Treize designers ont aménagé les lieux, personnalisant la rénovation de chaque chambre de Beit Tamanna. Photo DR
L’association Tamanna, qui réalise les rêves des enfants malades depuis sa fondation en 2005, ouvrira une chambre d’hôte dans le quartier de Gemmayzé, à Beyrouth, le 15 janvier prochain. Situés au second étage d’un vieil immeuble de charme de la rue Gouraud, deux appartements mitoyens ont été rénovés pour ce projet. Appelée Beit Tamanna, la chambre d’hôte est nichée dans l’architecture libanaise traditionnelle et s’étend sur 400 mètres carrés. Elle propose huit chambres qui peuvent accueillir jusqu’à 16 clients. Les lieux comprennent également des espaces communs avec deux salons, une salle à manger et une cuisine. Fondatrice de Beit Tamanna et à la tête de l’association Tamanna, Diala el-Fil a mobilisé 13 designers pour aménager les lieux. « Chacun a travaillé librement sur une pièce », affirme-t-elle, et donc « chaque chambre et espace commun raconte une histoire différente selon les goûts des designers ». Pour une nuit avec petit déjeuner inclus, le ticket moyen s’élève à 150 dollars. Les clients qui le souhaitent peuvent également privatiser la chambre d’hôte.
Bénéfices reversés
Une fois les salaires des quatre employés et les frais de fonctionnement payés, les bénéfices réalisés par Beit Tamanna sont reversés à l’association Tamanna. « En venant y passer une nuit, les gens contribuent à aider à réaliser les rêves des enfants malades. À ma connaissance, c’est la première guest house au Liban à être dirigée par une association à but non lucratif », indique Diala el-Fil. Le mot « tamanna » signifie « fais un vœu » ou « fais un souhait » en arabe. « Certains enfants souhaitent rencontrer des célébrités, comme Lionel Messi ou Feyrouz, d’autres veulent voyager pour voir les pyramides d’Égypte ou Disneyland, ajoute-t-elle. Certains veulent aussi faire l’expérience de devenir pilote ou médecin. Enfin, nous avons des enfants qui veulent avoir des objets, comme un ordinateur par exemple. Au total, nous réalisons trois rêves par semaine. »

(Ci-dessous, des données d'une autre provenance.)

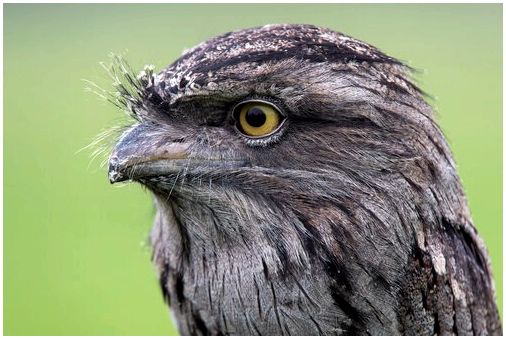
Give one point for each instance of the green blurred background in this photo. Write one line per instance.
(75, 262)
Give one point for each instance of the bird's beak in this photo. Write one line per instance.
(141, 153)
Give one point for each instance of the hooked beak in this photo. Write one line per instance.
(141, 153)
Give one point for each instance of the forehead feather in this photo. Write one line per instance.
(204, 64)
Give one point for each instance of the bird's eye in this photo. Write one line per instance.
(257, 118)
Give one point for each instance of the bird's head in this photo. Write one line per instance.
(282, 122)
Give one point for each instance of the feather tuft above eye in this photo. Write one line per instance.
(130, 88)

En principe, le budget annuel de l’association Tamanna s’élève à 350 000 dollars. Pendant plusieurs années, Diala el-Fil a pu compter sur la générosité d’un certain nombre de donateurs privés. Mais ce système de dons est instable. Ainsi, en 2021, l’association n’avait réussi qu’à lever 20 % des fonds requis pour son fonctionnement annuel. « Si les gens arrêtent de donner de l’argent, que pouvons-nous faire ? Fermer l’association ? Il fallait trouver une source de financement plus stable. La location de chambres à travers une maison d’hôte constitue un projet durable qui nous permet d’être indépendants sur le plan financier pour réaliser les rêves des enfants. Continuer à faire vivre mon association était pour moi primordial «, explique Diala el-Fil.Pour la rénovation des appartements de Beit Tamanna, les travaux ont nécessité un investissement estimé à 400 000 dollars : 100 000 ont été déboursés grâce à des collectes de fonds, tandis que les 300 000 restants constituent des dons en nature de la part des designers et d’un certain nombre de commerçants qui souhaitaient participer à la naissance du projet. « Ils nous ont donné du papier peint, des rideaux, des matelas, des plantes, des objets de décoration… La mobilisation était très forte pour contribuer à faire naître notre projet. Tous voulaient aider les enfants malades à réaliser leurs rêves. »

Cet article, réalisé dans le cadre d’un partenariat avec Hodema Consulting Services, n’a aucune vocation promotionnelle. Ce rendez-vous hebdomadaire sera consacré au secteur de la restauration et de l’hôtellerie, qui continue, malgré tout, de se battre.